The new notice highlights the risks posed by fractional property investments, where the buyer acquires a portion of an investment property such as a care home or hotel and investment schemes that are promoted as being secured by insurance bonds which have proved worthless.

Among other issues, it states, solicitors must watch out for:

  • Dubious or risky schemes being presented as routine conveyancing or investment in ‘land’ when the reality is very different.
  • Schemes labelled as for example mini-bonds, but which are in fact speculative investments promising a high return and the buyers’ money is not being used in the way the seller it says it will.

‘Red flags’ which law firms should watch out for when considering investment opportunities include sellers asking to namecheck firms in marketing material.

Paul Philip, the SRA’s chief executive, said: ’While most solicitors would never willingly participate in such schemes, those that do, whether knowingly or not, lend a veneer of credibility which sellers can exploit to help persuade people that their offer is legitimate. Not only does that harm those who buy into these schemes, it undermines confidence in the profession as a whole.’

He added that dubious scheme operators look at the warnings regulators issue and adapt accordingly. ’Solicitors must never be complacent – stay up to date, do your due diligence and if in any doubt, do not get involved,’ he said. 

In the past five years, the SRA has taken 48 solicitors and two firms to the Solicitors Disciplinary Tribunal for involvement in investment schemes, resulting in 16 strike offs, eight suspensions and £870,000 worth of fines.

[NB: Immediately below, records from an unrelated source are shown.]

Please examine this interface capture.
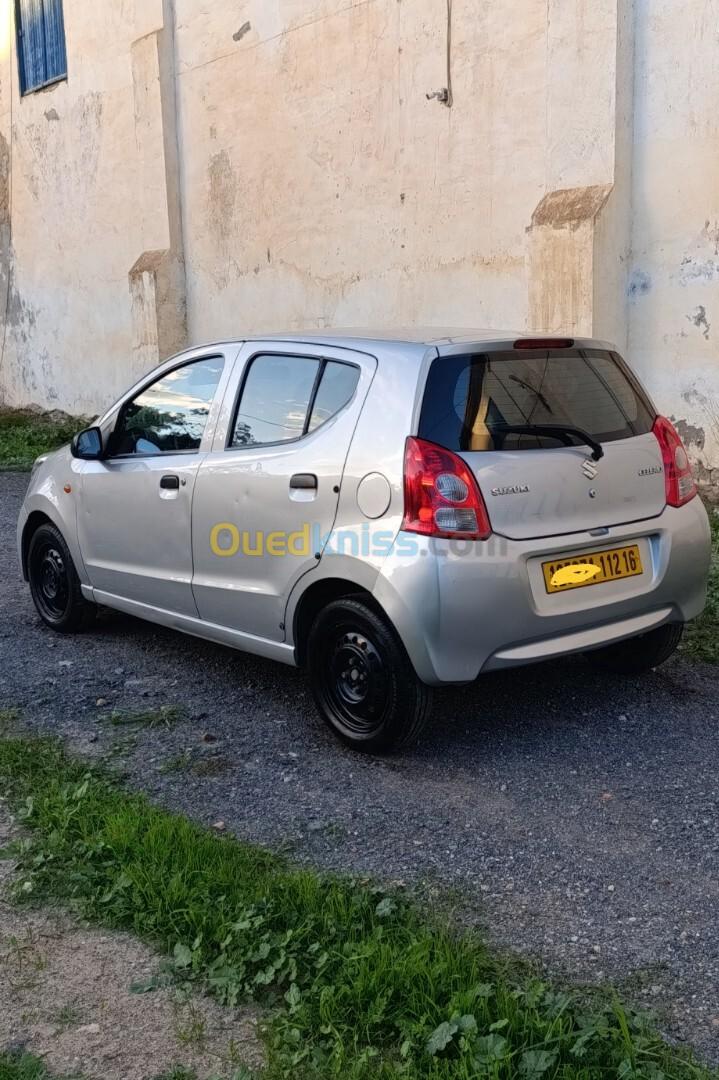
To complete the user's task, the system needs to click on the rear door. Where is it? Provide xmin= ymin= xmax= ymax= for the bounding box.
xmin=192 ymin=341 xmax=377 ymax=642
xmin=419 ymin=348 xmax=666 ymax=539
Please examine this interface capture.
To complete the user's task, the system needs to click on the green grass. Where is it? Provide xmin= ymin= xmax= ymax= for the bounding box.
xmin=98 ymin=705 xmax=185 ymax=731
xmin=0 ymin=737 xmax=717 ymax=1080
xmin=683 ymin=508 xmax=719 ymax=664
xmin=0 ymin=409 xmax=90 ymax=470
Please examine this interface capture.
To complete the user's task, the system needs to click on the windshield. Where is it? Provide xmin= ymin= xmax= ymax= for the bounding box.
xmin=419 ymin=349 xmax=654 ymax=450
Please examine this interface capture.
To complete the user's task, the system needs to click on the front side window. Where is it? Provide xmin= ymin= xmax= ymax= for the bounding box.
xmin=15 ymin=0 xmax=67 ymax=94
xmin=230 ymin=354 xmax=360 ymax=449
xmin=419 ymin=349 xmax=654 ymax=450
xmin=109 ymin=356 xmax=225 ymax=457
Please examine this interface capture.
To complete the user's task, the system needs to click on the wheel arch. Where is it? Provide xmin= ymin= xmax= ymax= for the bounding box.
xmin=21 ymin=510 xmax=56 ymax=581
xmin=291 ymin=578 xmax=398 ymax=667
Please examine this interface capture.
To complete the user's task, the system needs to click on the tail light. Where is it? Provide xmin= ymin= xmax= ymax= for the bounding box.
xmin=402 ymin=438 xmax=491 ymax=540
xmin=653 ymin=416 xmax=696 ymax=507
xmin=514 ymin=338 xmax=574 ymax=349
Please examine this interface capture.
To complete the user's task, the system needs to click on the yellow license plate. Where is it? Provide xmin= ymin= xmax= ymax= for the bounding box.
xmin=542 ymin=543 xmax=645 ymax=593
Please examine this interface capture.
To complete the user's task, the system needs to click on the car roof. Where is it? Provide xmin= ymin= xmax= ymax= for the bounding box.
xmin=196 ymin=326 xmax=612 ymax=351
xmin=253 ymin=326 xmax=521 ymax=346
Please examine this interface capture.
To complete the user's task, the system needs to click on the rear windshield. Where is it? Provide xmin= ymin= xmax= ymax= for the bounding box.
xmin=419 ymin=349 xmax=654 ymax=450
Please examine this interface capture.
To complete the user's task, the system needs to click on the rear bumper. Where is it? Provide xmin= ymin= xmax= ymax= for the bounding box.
xmin=375 ymin=499 xmax=710 ymax=685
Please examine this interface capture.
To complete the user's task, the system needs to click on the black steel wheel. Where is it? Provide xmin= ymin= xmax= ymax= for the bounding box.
xmin=308 ymin=598 xmax=431 ymax=752
xmin=27 ymin=524 xmax=95 ymax=634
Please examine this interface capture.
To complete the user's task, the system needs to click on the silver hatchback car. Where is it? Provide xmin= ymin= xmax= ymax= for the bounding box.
xmin=18 ymin=330 xmax=709 ymax=751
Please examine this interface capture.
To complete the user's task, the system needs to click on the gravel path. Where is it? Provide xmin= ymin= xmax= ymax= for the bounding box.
xmin=0 ymin=475 xmax=719 ymax=1063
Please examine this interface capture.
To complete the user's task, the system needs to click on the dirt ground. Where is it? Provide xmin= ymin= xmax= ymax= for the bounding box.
xmin=0 ymin=800 xmax=262 ymax=1080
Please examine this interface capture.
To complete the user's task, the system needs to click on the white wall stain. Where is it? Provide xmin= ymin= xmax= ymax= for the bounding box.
xmin=0 ymin=0 xmax=719 ymax=481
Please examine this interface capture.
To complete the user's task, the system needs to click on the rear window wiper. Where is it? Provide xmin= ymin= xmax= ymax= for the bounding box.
xmin=490 ymin=423 xmax=605 ymax=461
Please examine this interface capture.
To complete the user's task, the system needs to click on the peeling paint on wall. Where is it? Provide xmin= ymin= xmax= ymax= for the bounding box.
xmin=687 ymin=303 xmax=710 ymax=341
xmin=670 ymin=416 xmax=706 ymax=450
xmin=626 ymin=270 xmax=652 ymax=300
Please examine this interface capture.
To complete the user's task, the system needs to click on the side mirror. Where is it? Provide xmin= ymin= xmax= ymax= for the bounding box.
xmin=70 ymin=428 xmax=103 ymax=461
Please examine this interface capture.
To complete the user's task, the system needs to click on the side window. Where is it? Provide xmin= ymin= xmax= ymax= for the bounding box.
xmin=230 ymin=355 xmax=360 ymax=449
xmin=308 ymin=360 xmax=360 ymax=431
xmin=109 ymin=356 xmax=225 ymax=457
xmin=230 ymin=355 xmax=320 ymax=448
xmin=15 ymin=0 xmax=67 ymax=94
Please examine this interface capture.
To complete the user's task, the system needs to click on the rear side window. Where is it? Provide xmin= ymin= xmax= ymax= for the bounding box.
xmin=419 ymin=349 xmax=654 ymax=450
xmin=230 ymin=353 xmax=360 ymax=449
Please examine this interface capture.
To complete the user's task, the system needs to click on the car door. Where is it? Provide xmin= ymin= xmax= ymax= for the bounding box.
xmin=78 ymin=349 xmax=236 ymax=618
xmin=192 ymin=341 xmax=377 ymax=642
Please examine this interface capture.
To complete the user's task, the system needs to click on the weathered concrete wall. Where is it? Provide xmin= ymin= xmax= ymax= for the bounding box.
xmin=627 ymin=0 xmax=719 ymax=484
xmin=0 ymin=0 xmax=185 ymax=413
xmin=172 ymin=0 xmax=546 ymax=338
xmin=0 ymin=0 xmax=719 ymax=483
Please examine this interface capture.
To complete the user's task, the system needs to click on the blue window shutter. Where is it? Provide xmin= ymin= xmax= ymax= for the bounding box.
xmin=16 ymin=0 xmax=67 ymax=94
xmin=40 ymin=0 xmax=67 ymax=81
xmin=17 ymin=0 xmax=46 ymax=93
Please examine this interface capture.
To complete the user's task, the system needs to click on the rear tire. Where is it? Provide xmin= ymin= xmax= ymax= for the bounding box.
xmin=27 ymin=525 xmax=97 ymax=634
xmin=308 ymin=599 xmax=432 ymax=753
xmin=585 ymin=622 xmax=684 ymax=675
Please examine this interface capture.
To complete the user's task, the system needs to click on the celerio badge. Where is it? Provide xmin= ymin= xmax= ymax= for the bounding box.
xmin=492 ymin=484 xmax=529 ymax=495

The Law Society said it supported the call for awareness. Simon Davis, president, said: 'Historically fraud is a crime that increases during recessions. As the economy slides and unemployment rises, all solicitors must therefore be alert to that risk, especially if a deal seems too good to be true.'

Davis noted that concerns about fraudulent investment schemes were a  motivation behind the SRA's decision to reduce the maximum claim on the Compensation Fund from £2 million to £500,000. 'These activities pose a risk to the ongoing viability of the fund, and – because the Compensation Fund is paid for by a levy on SRA-regulated firms and individuals – place a considerable burden on the profession as a whole,' Davis said.

'Solicitors should also be aware that if, as a result of their unwitting involvement in a fraudulent investment scheme they receive multiple similar claims, there is an aggregation clause in the SRA’s minimum terms and conditions for professional indemnity insurance, which can place a cap of £2 million (or £3 million for incorporated firms) on an insurer's liability for "a series of related matters or transactions".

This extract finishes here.